20 November 2022 года

Remembrance day of the Holy Hieromartyr Michael of Diveyevo

Eighty-five years ago, on November 20, 1937, Archpriest Michael Gusev completed his earthly journey as martyr. The priest was executed on the eve of the feast day of Archangel Michael, his patron saint.

In 2001, the Russian Orthodox Church added Archpriest Michael to the rank of the Synaxis of New Martyrs and Confessors, and in January 2009, Archbishop Georgiy (now Metropolitan) of Nizhny Novgorod and Arzamas consecrated the northern side chapel of the Seraphim-Diveyevo monastery’s Nativity Church in honor of the brothers, the holy martyrs Michael and Jacob, the presbyters from Diveyevo. On today’s remembrance day, Hegumen Seraphim (Dubrovsky) of the Seraphim-Diveyevo monastery celebrated the All-Night Vigil, paraklesis with the water blessing prayer service and the early-morning Divine Liturgy there.

Hieromartyrs Michael and Jacob of Diveyevo were the sons of Archpriest John Gusev. Like most of the priests of Diveyevo, they were relatives of Archpriest Vasily Sadovsky, who matured spiritually under the guidance of the Venerable Seraphim of Sarov.

With the arrival of the Bolshevik rule, Father Michael was arrested twice. For the first time, it happened on the Nativity of the Most Holy Mother of God in 1927, when the news broke that the monastery was to close down.

On the eve of his second arrest, the priest was offered to defrock himself but, even under threat of imprisonment and hardships to his family, he held firm to his beliefs. On August 31, 1937, he was falsely accused of organizing a counterrevolutionary church fascist group.

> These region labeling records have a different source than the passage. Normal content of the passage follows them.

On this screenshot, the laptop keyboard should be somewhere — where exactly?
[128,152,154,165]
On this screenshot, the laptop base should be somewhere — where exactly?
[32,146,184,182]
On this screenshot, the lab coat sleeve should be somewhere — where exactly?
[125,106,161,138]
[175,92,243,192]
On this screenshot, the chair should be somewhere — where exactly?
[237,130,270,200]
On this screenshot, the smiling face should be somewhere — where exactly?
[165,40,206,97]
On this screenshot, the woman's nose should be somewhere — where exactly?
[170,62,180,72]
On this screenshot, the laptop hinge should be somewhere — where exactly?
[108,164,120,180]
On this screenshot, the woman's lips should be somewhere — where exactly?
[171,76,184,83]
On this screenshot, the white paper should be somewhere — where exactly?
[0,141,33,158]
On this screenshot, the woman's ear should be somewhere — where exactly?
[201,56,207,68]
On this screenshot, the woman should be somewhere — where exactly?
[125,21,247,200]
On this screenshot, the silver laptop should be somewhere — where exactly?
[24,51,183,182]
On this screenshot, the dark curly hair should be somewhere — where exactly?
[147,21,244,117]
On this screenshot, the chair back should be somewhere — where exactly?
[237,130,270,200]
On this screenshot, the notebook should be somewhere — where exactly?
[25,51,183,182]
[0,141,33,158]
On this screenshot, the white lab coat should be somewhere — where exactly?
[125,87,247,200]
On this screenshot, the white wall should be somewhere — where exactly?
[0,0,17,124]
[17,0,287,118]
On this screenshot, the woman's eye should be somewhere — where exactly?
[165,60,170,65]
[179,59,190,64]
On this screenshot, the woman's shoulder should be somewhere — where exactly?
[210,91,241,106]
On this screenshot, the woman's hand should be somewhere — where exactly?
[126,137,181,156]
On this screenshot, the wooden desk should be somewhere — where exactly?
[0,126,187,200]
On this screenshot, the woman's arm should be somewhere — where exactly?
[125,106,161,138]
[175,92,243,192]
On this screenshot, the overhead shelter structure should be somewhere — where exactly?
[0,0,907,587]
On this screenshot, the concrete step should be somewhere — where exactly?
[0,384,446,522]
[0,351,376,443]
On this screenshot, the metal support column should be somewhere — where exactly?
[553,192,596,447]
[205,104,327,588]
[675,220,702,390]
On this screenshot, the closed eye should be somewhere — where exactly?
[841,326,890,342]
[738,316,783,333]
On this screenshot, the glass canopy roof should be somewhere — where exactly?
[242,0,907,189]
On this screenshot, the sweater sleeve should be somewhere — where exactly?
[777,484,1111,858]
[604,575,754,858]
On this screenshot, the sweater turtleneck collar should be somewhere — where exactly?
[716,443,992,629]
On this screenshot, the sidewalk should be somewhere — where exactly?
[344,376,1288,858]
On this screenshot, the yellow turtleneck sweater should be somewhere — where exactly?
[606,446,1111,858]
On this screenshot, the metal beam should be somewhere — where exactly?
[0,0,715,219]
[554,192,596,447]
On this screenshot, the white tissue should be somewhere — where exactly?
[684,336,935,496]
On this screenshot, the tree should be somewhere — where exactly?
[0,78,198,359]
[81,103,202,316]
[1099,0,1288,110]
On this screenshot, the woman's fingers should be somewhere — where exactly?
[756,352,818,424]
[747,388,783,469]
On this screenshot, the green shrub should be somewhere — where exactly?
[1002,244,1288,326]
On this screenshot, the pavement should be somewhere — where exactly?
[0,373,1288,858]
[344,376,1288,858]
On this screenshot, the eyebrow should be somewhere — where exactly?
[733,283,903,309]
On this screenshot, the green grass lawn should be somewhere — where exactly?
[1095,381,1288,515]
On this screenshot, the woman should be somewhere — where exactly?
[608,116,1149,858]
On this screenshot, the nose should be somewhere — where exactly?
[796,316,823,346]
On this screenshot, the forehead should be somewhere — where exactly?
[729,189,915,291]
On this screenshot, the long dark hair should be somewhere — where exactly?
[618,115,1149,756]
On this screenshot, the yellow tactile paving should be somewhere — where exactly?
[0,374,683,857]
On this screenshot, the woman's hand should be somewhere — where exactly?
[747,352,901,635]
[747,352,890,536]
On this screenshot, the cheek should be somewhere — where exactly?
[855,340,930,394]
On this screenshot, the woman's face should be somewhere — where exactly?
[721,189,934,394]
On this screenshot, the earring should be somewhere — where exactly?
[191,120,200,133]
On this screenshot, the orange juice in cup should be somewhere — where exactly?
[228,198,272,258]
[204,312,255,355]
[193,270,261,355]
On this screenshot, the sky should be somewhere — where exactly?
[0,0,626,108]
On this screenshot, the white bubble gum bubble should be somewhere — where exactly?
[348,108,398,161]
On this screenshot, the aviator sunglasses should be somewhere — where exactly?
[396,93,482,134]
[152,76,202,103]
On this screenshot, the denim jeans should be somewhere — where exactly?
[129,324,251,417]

Like the rest of the arrested, batiushka was subjected to lengthy humiliating interrogations with demands to admit to the crimes he never committed and to malign the innocent people, and offered to agree to a deal with those in power. Father Michael kept steadfast to God and his conscience to the end. “I have nothing to confess,” he told the investigator. To his wife, Mother Nina, he left a note: “Do not cry, nor grumble – the time has come. The words of the Savior came true in our lives…” Father Michael was only forty-seven.

His family knew nothing about his fate for many years and hoped that he was still alive. In 1956, his family received a letter that said that Father Michael died of dystrophy in 1943. Later on, his daughter Maria Mikhailovna Nikulina finally discovered the truth about her father’s martyrdom and that, along with tens of thousands of executed people, he was buried in the mass grave at the Bugrovskoye cemetery in Nizhny Novgorod.